Sending data struct with 2 int fields from Arduino to Raspberry via NRF24L01

Question

I'm trying to do wireless thermometer on max31865 arduino and nrf24l01 but I'm having problem sending whole data struct I can send int or char arrays but when I try to send whole struct I got output as

id: 131073 temperature: 0

Is there error in my code or there is some issue with differences in how arduino and raspberry store data? I don't really have experience in this so my question is how do I send struct that contain two fields of int or there is some better way? I need to transmit id and temperature in one package.

Transmitter code(Arduino)

#include <SPI.h>
#include "RF24.h"
#include <Adafruit_MAX31865.h>

#define RREF      430.0
#define RNOMINAL  100.0

typedef struct{
  int id = 100;
  int temperature = 100;
}
temp;

temp data;

bool radioNumber = 0;
int i =0;
Adafruit_MAX31865 thermo = Adafruit_MAX31865(10, 11, 12, 13);
RF24 radio(7,8);

byte addresses[][6] = {"1Node","2Node"};
bool role = 0;

void setup() {
  Serial.begin(115200);
  thermo.begin(MAX31865_3WIRE);
  radio.begin();
  radio.setChannel(125);
  radio.setPALevel(RF24_PA_MIN);
  radio.powerUp();
  radio.setDataRate(RF24_1MBPS);
  if(radioNumber){
    radio.openWritingPipe(addresses[1]);
    radio.openReadingPipe(1,addresses[0]);
  }else{
    radio.openWritingPipe(addresses[0]);
    radio.openReadingPipe(1,addresses[1]);
  }
  radio.stopListening();
}

void loop() {
      data.id = 1;
      data.temperature = 2;                                   
    //int temp = 2; //thermo.temperature(RNOMINAL, RREF);
    Serial.println(temp);   
    if (!radio.write( &data, sizeof(data) )){
        Serial.println(F("failed"));
     }
     delay(1000);
}

Receiver code(Raspberry pi b3+)

#include <cstdlib>
#include <iostream>
#include <sstream>
#include <string>
#include <unistd.h>
#include <RF24/RF24.h>

using namespace std;

typedef struct{
        int id = 99;   // debug value
        int temperature = 99;
}
temp;

RF24 radio(22,0);
temp data;

bool radioNumber = 1;
const uint8_t pipes[][6] = {"1Node", "2Node"};

int main(int argc, char** argv)
{
    radio.begin();
    radio.setChannel(125);
    radio.setPALevel(RF24_PA_MIN);
    radio.setDataRate(RF24_1MBPS);
    radio.setRetries(15, 15);
    radio.printDetails();
    if (!radioNumber) {
        radio.openWritingPipe(pipes[0]);
        radio.openReadingPipe(1, pipes[1]);
    } else {
        radio.openWritingPipe(pipes[1]);
        radio.openReadingPipe(1, pipes[0]);
    }

    radio.startListening();

    while (1) {
            if (radio.available()) {
                int tem = 0;
                while (radio.available()) {
                    radio.read(&data, sizeof(data));
                }
                cout << tem  << "  " << "id: "<< data.id<< " temperatura: " << data.temperature << endl;
                delay(925);

            }
        }
    return 0;
}

EDIT: Ok after running sizeof(data) on both devices, I notice that structs have different size 4 bytes for arduino and 8 for raspberry. So change on raspberry side to

typedef struct{
  uint16_t id = 100;
  uintt16_t temperature = 100;
}
temp;

And this is working but, may I ask why int have various size on arduino and raspberry?

Answer 1

Your problem is that you are communicating between an 8-bit and a 32-bit architecture.
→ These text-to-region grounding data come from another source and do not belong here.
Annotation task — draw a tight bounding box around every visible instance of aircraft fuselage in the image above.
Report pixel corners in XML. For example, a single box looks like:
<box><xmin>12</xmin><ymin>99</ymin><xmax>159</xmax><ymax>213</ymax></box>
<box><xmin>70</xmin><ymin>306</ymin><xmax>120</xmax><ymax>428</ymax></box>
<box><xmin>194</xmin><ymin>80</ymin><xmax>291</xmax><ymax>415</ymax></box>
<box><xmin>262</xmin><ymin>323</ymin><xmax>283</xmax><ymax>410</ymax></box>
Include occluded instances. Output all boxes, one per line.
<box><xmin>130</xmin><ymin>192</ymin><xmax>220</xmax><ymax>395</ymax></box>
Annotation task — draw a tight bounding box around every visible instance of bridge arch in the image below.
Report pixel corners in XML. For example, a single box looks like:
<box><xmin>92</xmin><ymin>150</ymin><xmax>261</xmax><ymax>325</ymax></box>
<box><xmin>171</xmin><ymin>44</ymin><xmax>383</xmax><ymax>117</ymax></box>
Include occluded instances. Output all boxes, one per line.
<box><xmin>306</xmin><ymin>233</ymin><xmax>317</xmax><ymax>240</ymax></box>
On an 8-bit architecture int is 16 bits. On a 32-bit it's 32 bits. Why the difference? Because "it is". It's how it's always been since the dawn of C. The concept of int is a flexible idea with no fixed defined size - the size is largely defined by the architecture and the compiler. Although conventions now dictate that an int will be 16 bits on an 8-bit system and 32-bits on a 32-bit system.

You can think of it as the integer size being the same as the internal register width of the processor but with a lower bound of 16 bits.
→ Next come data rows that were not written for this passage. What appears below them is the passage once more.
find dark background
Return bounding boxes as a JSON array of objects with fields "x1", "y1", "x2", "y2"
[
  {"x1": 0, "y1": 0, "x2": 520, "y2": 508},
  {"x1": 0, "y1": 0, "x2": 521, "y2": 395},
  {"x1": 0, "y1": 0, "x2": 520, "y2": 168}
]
This is precisely why the fixed width integer types uint16_t etc exist - so that you can enforce the same data size on different architectures.
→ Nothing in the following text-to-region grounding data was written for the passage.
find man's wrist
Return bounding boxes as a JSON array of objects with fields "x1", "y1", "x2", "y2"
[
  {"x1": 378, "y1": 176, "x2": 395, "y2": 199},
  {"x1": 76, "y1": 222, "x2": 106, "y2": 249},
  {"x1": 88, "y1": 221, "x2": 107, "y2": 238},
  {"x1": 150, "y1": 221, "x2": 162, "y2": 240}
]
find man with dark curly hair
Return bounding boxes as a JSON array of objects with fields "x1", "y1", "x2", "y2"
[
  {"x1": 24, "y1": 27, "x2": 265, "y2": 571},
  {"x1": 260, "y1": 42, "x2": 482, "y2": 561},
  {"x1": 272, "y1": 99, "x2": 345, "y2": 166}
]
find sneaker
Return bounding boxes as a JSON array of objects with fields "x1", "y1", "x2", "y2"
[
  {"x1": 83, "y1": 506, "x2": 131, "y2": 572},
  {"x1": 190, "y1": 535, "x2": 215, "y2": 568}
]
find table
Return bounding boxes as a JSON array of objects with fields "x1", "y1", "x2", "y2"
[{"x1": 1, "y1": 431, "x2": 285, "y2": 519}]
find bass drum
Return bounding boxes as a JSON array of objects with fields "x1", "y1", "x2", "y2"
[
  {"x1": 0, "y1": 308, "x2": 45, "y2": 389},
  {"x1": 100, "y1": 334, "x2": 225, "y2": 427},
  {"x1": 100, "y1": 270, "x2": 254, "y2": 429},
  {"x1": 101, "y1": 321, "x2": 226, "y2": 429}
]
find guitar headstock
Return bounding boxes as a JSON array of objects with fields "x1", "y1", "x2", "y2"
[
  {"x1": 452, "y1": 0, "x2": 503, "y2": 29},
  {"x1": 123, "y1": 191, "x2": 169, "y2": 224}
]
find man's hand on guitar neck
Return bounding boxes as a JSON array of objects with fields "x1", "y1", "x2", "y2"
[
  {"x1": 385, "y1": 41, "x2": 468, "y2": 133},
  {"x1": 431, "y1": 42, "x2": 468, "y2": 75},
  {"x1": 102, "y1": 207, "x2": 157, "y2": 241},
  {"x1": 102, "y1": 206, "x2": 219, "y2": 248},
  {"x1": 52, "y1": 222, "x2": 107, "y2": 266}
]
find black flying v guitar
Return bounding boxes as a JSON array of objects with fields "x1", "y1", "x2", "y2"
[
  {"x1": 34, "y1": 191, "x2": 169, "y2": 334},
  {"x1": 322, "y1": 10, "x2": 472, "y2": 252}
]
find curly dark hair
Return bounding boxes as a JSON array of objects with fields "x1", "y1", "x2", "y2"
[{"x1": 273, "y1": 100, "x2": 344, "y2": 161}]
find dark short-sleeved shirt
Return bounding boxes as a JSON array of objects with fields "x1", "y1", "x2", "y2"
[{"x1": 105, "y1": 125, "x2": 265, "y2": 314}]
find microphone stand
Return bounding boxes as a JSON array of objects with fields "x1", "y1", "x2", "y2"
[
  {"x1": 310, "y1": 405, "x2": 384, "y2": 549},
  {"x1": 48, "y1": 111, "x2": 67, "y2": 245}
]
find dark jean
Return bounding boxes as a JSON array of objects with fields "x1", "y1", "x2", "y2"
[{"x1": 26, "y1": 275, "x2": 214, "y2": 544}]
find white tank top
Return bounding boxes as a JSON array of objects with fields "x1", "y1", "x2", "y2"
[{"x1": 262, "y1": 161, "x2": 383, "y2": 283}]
Incidentally you should also be aware of the endianness of your systems. In your case they are both "little endian", but "big" (and even "middle") endian systems also exist. This defines what order each byte of an integer (and other multi-byte data types) is stored in memory. If you send an integer from a little-endian to a big-endian system and don't apply any transformation to the data to reverse the bytes then the values will be completely wrong.